The voussoirs are doing the structural bit, so I wonder if you mean stiffness instead?


----------



## Jacob (30 Oct 2022)

Adam W. said:


> The voussoirs are doing the structural bit, so I wonder if you mean stiffness instead?


I was thinking how you'd do the 3 way join where the straight bar meets the two curved.
No prob if cast or soldered but not easy in wood on external joinery


----------



## Adam W. (30 Oct 2022)

Jacob said:


> I was thinking how you'd do the 3 way join where the straight bar meets the two curved.
> No prob if cast or soldered but not easy in wood on external joinery


That's the tricky part for sure.

I worked on a 10' tall timber window in Oregon which had a fan at the top and it was very flexy indeed, quite worrying really as we had to work off the ladder propped against it at the time.


----------



## HOJ (30 Oct 2022)

My little brain has an idea! could they not be made as individual elements in timber and then glued together/laminated, and planted on, for example:



Rough idea.


----------



## Jacob (30 Oct 2022)

HOJ said:


> My little brain has an idea! could they not be made as individual elements in timber and then glued together/laminated, and planted on, for example:
> View attachment 146150
> 
> Rough idea.


Could be the way to make a pattern for a mould, even if not viable in itself?


----------



## Silfi (30 Oct 2022)

This company a short distance from Edinburgh would be worth a look--








Home - P. Johnson & Company







www.rathobyresforge.co.uk




Their work is absolutely stunnning.


----------



## rogxwhit (30 Oct 2022)

I'm seeing it as a foundry job rather than a forge job. Not only will there be a rebate but very likely a moulding too on the reverse.


----------



## Jacob (30 Oct 2022)

rogxwhit said:


> I'm seeing it as a foundry job rather than a forge job. Not only will there be a rebate but very likely a moulding too on the reverse.


Yes.
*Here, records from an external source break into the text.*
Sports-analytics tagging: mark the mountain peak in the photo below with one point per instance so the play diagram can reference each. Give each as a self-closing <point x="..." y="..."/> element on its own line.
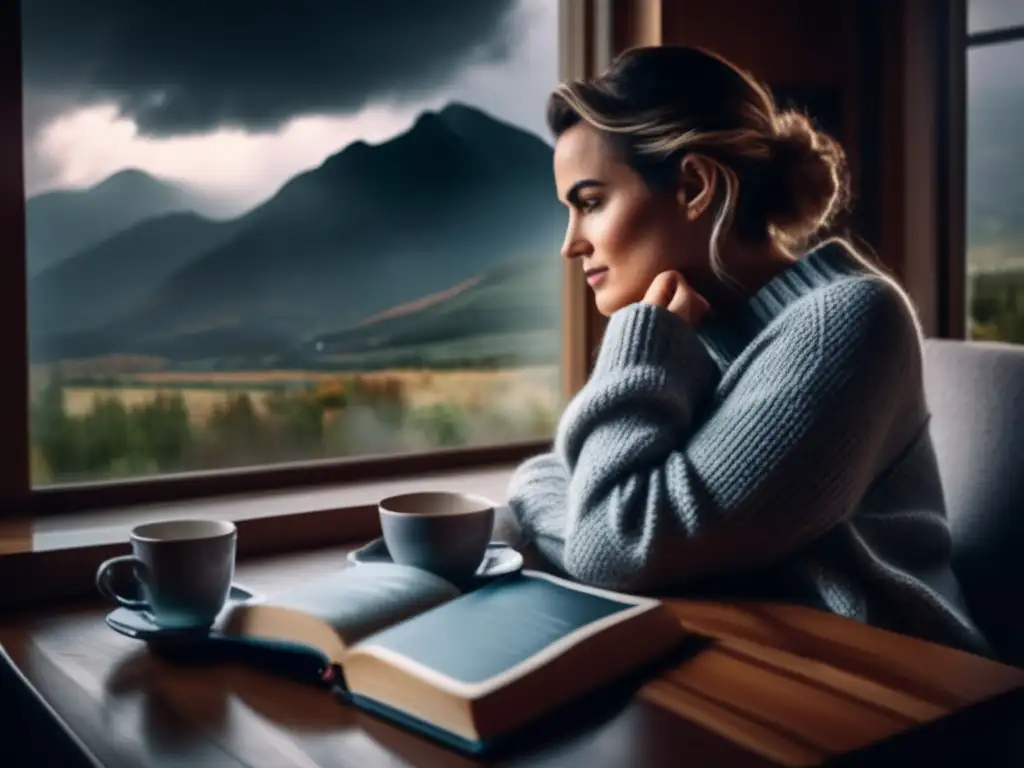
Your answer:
<point x="129" y="178"/>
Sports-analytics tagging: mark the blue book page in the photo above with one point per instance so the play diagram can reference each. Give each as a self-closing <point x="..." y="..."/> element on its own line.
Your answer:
<point x="493" y="630"/>
<point x="359" y="600"/>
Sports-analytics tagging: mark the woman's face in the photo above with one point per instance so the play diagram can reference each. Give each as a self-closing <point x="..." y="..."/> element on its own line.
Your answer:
<point x="623" y="232"/>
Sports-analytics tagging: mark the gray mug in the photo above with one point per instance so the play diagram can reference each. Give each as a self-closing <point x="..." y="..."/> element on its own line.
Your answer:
<point x="184" y="570"/>
<point x="440" y="531"/>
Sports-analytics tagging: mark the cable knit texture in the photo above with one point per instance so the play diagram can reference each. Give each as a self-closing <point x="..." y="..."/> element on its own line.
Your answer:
<point x="781" y="452"/>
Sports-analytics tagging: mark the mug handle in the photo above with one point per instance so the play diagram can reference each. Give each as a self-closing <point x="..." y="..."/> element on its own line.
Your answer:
<point x="103" y="576"/>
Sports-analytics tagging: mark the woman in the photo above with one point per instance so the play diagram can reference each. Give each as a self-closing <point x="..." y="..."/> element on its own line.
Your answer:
<point x="755" y="417"/>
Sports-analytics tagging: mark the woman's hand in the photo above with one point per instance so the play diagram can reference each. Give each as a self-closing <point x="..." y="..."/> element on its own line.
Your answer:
<point x="671" y="291"/>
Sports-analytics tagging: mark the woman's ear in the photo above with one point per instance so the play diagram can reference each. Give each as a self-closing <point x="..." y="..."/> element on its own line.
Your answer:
<point x="696" y="185"/>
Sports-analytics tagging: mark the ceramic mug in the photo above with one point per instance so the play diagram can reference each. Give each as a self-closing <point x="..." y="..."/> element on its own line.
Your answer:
<point x="183" y="568"/>
<point x="437" y="530"/>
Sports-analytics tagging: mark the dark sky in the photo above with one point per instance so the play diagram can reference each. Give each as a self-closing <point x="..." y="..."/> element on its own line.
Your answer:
<point x="190" y="66"/>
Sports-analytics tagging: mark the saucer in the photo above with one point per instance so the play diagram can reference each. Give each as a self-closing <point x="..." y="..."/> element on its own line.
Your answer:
<point x="499" y="560"/>
<point x="141" y="626"/>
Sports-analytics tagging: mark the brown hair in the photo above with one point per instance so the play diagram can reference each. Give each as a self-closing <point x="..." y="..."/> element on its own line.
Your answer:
<point x="782" y="178"/>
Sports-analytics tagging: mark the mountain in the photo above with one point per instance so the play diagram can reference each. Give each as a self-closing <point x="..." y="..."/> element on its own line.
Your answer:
<point x="374" y="227"/>
<point x="995" y="162"/>
<point x="512" y="313"/>
<point x="95" y="287"/>
<point x="65" y="221"/>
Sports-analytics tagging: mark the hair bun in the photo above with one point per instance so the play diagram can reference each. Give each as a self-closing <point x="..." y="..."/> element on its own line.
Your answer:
<point x="809" y="178"/>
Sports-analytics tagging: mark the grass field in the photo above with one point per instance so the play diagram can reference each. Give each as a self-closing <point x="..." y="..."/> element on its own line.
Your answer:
<point x="204" y="392"/>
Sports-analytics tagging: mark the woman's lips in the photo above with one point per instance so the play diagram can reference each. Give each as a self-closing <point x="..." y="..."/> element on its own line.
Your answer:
<point x="596" y="275"/>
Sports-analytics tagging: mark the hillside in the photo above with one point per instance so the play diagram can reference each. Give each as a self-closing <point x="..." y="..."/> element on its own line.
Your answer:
<point x="94" y="288"/>
<point x="372" y="228"/>
<point x="62" y="222"/>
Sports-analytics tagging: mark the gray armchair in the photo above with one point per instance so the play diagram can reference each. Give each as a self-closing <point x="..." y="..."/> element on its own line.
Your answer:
<point x="975" y="391"/>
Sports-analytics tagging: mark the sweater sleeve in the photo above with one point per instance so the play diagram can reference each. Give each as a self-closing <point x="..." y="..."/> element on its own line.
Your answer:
<point x="655" y="499"/>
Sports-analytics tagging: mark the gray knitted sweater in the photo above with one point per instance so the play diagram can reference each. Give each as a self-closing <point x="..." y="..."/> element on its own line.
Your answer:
<point x="781" y="453"/>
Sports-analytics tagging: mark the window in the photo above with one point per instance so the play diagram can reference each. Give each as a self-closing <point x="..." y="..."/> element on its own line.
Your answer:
<point x="287" y="236"/>
<point x="994" y="169"/>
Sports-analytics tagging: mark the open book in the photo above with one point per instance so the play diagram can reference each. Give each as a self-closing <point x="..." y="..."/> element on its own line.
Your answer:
<point x="466" y="669"/>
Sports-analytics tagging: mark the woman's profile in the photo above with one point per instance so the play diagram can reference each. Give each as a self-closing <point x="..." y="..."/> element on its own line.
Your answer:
<point x="755" y="416"/>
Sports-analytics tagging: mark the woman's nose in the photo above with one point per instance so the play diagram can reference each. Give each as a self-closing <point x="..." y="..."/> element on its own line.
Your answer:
<point x="571" y="246"/>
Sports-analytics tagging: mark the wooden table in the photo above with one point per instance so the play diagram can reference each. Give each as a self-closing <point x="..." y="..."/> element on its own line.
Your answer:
<point x="772" y="685"/>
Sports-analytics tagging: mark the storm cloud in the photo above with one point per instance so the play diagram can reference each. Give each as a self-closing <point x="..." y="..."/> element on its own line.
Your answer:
<point x="179" y="67"/>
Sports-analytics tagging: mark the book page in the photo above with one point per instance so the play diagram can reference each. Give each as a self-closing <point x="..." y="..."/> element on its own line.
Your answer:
<point x="359" y="600"/>
<point x="493" y="630"/>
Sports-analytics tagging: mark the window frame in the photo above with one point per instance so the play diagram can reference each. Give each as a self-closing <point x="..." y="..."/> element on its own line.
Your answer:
<point x="585" y="30"/>
<point x="962" y="42"/>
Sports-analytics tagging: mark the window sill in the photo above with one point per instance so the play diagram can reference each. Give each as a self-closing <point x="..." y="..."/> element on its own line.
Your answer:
<point x="66" y="550"/>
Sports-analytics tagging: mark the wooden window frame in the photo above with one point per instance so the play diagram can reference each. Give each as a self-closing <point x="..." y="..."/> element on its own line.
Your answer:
<point x="584" y="40"/>
<point x="962" y="42"/>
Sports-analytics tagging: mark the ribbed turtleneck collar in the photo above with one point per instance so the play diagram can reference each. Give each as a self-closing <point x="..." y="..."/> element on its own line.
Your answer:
<point x="727" y="336"/>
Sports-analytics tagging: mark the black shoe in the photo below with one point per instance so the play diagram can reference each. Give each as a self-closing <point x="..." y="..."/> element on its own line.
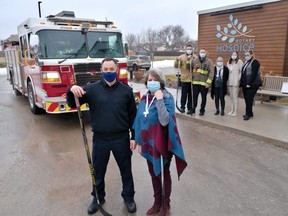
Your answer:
<point x="93" y="208"/>
<point x="102" y="201"/>
<point x="189" y="112"/>
<point x="131" y="206"/>
<point x="245" y="118"/>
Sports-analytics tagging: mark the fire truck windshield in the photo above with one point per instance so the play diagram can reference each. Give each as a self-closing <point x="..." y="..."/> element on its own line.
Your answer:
<point x="60" y="44"/>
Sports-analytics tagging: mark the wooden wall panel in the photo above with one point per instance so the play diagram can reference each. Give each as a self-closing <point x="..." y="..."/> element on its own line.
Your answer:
<point x="269" y="27"/>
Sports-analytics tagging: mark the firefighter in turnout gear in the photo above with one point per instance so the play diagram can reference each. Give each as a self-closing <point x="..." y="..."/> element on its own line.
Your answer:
<point x="202" y="77"/>
<point x="186" y="78"/>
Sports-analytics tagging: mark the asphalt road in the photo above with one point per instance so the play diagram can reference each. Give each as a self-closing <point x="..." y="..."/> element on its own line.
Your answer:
<point x="44" y="172"/>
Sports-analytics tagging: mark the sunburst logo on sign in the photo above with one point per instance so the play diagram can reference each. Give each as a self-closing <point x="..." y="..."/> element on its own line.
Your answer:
<point x="233" y="30"/>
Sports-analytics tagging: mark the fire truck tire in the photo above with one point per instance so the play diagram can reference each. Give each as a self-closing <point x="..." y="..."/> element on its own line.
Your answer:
<point x="17" y="92"/>
<point x="31" y="97"/>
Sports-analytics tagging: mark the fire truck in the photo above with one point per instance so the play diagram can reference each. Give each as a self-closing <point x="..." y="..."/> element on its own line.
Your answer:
<point x="58" y="51"/>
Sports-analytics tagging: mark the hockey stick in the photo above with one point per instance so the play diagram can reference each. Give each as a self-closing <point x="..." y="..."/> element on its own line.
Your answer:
<point x="178" y="84"/>
<point x="104" y="213"/>
<point x="191" y="74"/>
<point x="163" y="185"/>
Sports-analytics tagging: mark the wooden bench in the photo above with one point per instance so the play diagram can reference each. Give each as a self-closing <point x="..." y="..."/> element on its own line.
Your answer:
<point x="272" y="86"/>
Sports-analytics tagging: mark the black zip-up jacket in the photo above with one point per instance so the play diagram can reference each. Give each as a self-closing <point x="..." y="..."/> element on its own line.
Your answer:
<point x="112" y="109"/>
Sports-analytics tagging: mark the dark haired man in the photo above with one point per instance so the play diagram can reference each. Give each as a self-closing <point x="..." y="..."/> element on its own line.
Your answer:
<point x="112" y="110"/>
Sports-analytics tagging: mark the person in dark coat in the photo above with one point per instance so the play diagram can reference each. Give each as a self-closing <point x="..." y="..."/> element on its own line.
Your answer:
<point x="250" y="82"/>
<point x="112" y="112"/>
<point x="219" y="85"/>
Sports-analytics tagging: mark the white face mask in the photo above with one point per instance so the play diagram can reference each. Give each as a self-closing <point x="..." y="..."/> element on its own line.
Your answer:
<point x="219" y="64"/>
<point x="234" y="57"/>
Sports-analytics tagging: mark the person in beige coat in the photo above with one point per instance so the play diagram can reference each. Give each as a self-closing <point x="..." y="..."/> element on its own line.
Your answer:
<point x="234" y="65"/>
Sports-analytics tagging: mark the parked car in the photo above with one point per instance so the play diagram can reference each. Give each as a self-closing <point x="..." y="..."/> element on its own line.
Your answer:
<point x="138" y="61"/>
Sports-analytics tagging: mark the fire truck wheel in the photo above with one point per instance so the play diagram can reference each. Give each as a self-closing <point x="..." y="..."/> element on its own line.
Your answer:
<point x="31" y="97"/>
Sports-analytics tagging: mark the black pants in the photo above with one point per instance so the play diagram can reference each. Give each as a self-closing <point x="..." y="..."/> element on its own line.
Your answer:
<point x="219" y="96"/>
<point x="249" y="94"/>
<point x="122" y="154"/>
<point x="186" y="95"/>
<point x="197" y="89"/>
<point x="157" y="183"/>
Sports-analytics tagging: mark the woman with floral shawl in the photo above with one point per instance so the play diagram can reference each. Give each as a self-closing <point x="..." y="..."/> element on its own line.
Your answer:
<point x="157" y="137"/>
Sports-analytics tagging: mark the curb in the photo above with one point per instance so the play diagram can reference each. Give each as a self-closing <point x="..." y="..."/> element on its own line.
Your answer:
<point x="268" y="140"/>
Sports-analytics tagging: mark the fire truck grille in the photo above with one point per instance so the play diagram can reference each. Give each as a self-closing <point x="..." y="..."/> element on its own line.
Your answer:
<point x="87" y="73"/>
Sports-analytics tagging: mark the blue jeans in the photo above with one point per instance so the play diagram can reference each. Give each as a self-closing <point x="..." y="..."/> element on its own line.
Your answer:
<point x="122" y="154"/>
<point x="199" y="89"/>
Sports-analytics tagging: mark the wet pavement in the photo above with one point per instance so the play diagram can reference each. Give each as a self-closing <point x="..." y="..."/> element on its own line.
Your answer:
<point x="44" y="170"/>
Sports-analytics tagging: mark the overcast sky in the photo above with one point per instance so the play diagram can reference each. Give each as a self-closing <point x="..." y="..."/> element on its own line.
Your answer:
<point x="130" y="16"/>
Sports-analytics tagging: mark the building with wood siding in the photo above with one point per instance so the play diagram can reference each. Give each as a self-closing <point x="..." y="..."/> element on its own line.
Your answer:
<point x="260" y="25"/>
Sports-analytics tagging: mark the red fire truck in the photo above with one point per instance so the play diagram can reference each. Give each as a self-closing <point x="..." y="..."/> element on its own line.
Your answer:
<point x="58" y="51"/>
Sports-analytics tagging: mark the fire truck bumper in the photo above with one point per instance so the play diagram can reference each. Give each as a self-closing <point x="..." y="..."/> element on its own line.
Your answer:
<point x="57" y="105"/>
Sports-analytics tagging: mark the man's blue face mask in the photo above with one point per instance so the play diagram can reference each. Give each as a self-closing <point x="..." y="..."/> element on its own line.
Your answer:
<point x="109" y="76"/>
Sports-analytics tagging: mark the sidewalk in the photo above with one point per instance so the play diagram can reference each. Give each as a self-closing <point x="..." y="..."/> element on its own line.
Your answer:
<point x="270" y="122"/>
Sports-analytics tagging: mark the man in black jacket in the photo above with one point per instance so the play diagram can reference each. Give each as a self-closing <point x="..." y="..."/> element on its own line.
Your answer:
<point x="112" y="110"/>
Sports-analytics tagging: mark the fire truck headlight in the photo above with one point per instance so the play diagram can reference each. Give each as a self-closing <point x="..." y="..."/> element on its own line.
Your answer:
<point x="123" y="73"/>
<point x="51" y="77"/>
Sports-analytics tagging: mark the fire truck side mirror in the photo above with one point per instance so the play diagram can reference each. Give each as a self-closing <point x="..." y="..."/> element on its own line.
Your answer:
<point x="34" y="45"/>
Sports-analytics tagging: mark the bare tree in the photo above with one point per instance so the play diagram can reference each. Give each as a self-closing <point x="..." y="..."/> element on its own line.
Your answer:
<point x="130" y="38"/>
<point x="149" y="40"/>
<point x="173" y="36"/>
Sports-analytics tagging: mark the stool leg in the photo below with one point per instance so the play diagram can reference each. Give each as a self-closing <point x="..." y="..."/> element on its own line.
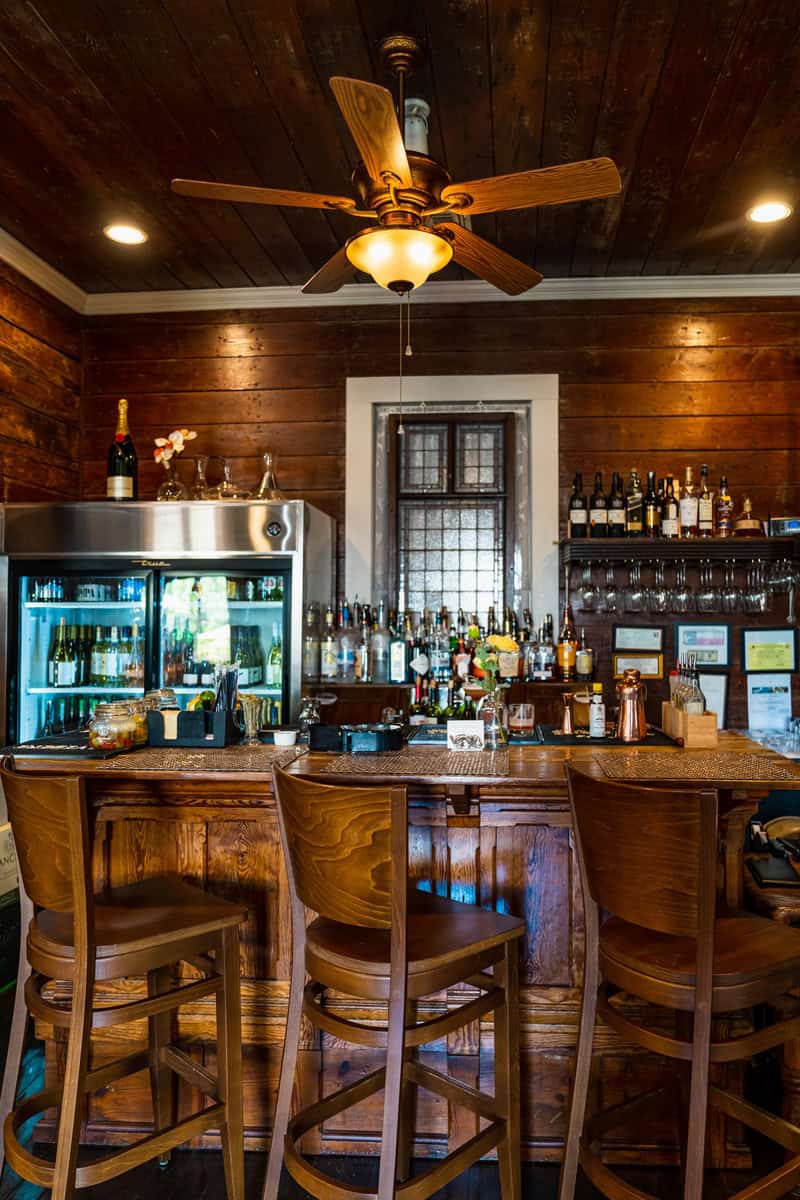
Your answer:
<point x="72" y="1099"/>
<point x="229" y="1065"/>
<point x="394" y="1086"/>
<point x="162" y="1079"/>
<point x="582" y="1067"/>
<point x="408" y="1107"/>
<point x="698" y="1101"/>
<point x="288" y="1066"/>
<point x="506" y="1072"/>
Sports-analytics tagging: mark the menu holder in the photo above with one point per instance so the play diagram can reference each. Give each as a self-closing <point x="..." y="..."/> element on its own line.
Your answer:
<point x="198" y="727"/>
<point x="697" y="731"/>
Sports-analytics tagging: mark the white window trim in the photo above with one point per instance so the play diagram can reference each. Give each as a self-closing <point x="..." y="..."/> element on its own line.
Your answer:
<point x="537" y="391"/>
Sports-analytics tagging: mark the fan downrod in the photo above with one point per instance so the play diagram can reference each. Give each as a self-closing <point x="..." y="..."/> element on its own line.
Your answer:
<point x="401" y="53"/>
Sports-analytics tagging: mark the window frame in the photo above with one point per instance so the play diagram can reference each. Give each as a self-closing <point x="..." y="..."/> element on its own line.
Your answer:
<point x="507" y="493"/>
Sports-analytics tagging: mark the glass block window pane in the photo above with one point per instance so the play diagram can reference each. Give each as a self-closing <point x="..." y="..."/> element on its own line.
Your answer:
<point x="422" y="451"/>
<point x="480" y="457"/>
<point x="462" y="558"/>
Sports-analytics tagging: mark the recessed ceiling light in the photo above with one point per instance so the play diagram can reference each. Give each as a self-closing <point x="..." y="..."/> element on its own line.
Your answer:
<point x="130" y="235"/>
<point x="770" y="210"/>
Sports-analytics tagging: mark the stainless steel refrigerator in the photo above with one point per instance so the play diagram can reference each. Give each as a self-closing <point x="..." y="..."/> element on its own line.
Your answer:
<point x="152" y="594"/>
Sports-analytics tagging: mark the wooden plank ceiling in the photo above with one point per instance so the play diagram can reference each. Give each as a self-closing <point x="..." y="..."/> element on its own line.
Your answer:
<point x="103" y="101"/>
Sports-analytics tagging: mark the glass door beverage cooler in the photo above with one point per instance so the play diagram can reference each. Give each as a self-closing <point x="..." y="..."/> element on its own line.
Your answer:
<point x="107" y="600"/>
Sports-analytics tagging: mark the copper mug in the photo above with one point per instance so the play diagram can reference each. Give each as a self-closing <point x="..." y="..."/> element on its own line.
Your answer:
<point x="631" y="721"/>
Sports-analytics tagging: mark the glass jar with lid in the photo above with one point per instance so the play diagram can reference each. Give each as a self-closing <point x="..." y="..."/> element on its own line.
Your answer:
<point x="112" y="727"/>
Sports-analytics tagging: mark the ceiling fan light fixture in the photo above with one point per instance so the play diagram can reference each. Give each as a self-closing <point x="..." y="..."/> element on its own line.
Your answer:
<point x="769" y="210"/>
<point x="398" y="258"/>
<point x="126" y="234"/>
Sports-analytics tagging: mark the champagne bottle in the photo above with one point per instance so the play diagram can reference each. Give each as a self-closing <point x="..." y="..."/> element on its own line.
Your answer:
<point x="122" y="471"/>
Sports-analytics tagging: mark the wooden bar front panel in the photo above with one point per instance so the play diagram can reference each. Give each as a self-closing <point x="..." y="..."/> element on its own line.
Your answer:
<point x="510" y="849"/>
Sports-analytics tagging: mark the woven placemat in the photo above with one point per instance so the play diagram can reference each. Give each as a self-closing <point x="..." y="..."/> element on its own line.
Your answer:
<point x="420" y="762"/>
<point x="697" y="767"/>
<point x="262" y="757"/>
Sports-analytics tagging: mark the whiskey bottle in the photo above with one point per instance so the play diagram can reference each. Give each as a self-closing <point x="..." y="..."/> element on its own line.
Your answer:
<point x="651" y="508"/>
<point x="615" y="509"/>
<point x="725" y="510"/>
<point x="633" y="501"/>
<point x="599" y="510"/>
<point x="578" y="514"/>
<point x="689" y="507"/>
<point x="705" y="507"/>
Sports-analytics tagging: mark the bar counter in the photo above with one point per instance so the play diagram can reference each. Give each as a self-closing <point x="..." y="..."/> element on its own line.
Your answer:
<point x="500" y="839"/>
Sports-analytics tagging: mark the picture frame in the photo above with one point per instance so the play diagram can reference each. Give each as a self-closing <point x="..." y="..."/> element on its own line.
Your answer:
<point x="648" y="639"/>
<point x="769" y="651"/>
<point x="650" y="666"/>
<point x="708" y="641"/>
<point x="714" y="685"/>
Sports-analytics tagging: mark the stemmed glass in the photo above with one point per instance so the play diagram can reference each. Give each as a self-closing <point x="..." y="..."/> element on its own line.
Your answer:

But just putty rebate on the other side, no mouldings.


----------



## Jones (31 Oct 2022)

Try Ballantines castings in Boness just outside Edinburgh, they probably did the original one and have likely still got the pattern. For a cheaper option get some masking tape and paint it on.


----------



## Limey Lurker (31 Oct 2022)

Having priced, many years ago, the replacement of a very much smaller and very much simpler iron casting, I would examine every other source before deciding on a new casting of this complexity! And if a new casting was inevitable, I'd have it cast in Aluminium, because there would be less likelyhood of cracking whilst cooling.


----------